Fort Worth’s symphony concerts aren’t just an indoor affair. Starting this Friday and running through July 4th, the Fort Worth Symphony Orchestra will be trading in their formal attire for t-shirts and jeans and taking the stage at the Fort Worth Botanic Gardens for the 17th annual Concerts in the Garden.

I’ll admit, I wasn't sure what to expect when I had my first Concerts in the Garden experience last June. What I did know was that my favorite orchestra was performing in one of my favorite settings and it was B.Y.O.B., so it couldn't have been a disappointment. It turned out to be even better than I expected. There was a nice mix of all ages in the audience. It definitely wasn't your typical symphony crowd and neither was the programming. That memorable night featured covers of tunes from the iconic 1969 Woodstock Music Festival, and I had a blast.
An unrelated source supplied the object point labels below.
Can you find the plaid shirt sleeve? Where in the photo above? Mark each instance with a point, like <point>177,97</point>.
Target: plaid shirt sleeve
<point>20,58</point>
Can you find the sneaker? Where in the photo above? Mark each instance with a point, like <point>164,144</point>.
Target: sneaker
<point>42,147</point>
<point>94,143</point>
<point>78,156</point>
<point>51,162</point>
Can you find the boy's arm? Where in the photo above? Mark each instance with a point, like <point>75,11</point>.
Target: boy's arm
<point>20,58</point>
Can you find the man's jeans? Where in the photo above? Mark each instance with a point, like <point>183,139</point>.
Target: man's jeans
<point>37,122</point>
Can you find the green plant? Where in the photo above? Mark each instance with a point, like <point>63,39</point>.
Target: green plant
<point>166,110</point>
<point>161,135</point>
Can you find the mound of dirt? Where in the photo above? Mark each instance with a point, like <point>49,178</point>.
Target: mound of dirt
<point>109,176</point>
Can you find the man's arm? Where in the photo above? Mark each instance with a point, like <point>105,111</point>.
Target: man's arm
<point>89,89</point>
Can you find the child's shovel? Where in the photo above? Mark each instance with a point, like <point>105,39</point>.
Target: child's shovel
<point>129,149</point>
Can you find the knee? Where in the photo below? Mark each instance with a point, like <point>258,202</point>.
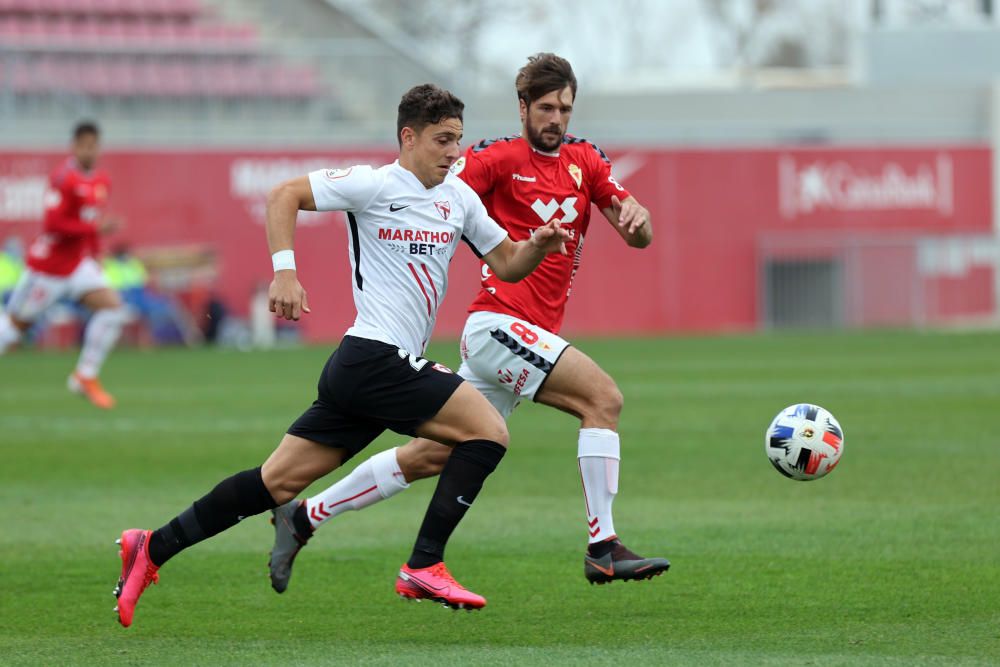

This year’s lineup won’t disappoint even the most discerning of music lovers. The festival opens with The Texas Tenors, a classical crossover trio of male vocalists, June 6. The tenors are a crowd favorite and cover a wide spread of genres ranging from country to broadway and classical. Trombone Shorty is still short of 30 years old, but has wowed audiences around the world with his virtuosic solos performed with his funkified progressive jazz band. He's performing June 13th. Journey fans will appreciate the June 14th program featuring the greatest hits of that memorable 1980’s band, covered by guest artists and backed by the FWSO. The concert series is rounded out by orchestral selections of the classic movie Star Wars June 20th, a concert of the the Rolling Stones’ greatest hits June 27th, and a tribute to the Eagles June 28th. Admittedly, those mentions only scratch the surface of great talent coming out to perform with the FWSO, so make sure to follow the Concerts in the Garden website for everything in between.

Each program starts at 8:15pm, mostly to miss the heat. It’s a family friendly environment. Plus, there's one unique outdoor experience that you won’t get in Bass Hall  — an end of concert fireworks show.

And just like the musicians on stage, you don’t even have to dress up.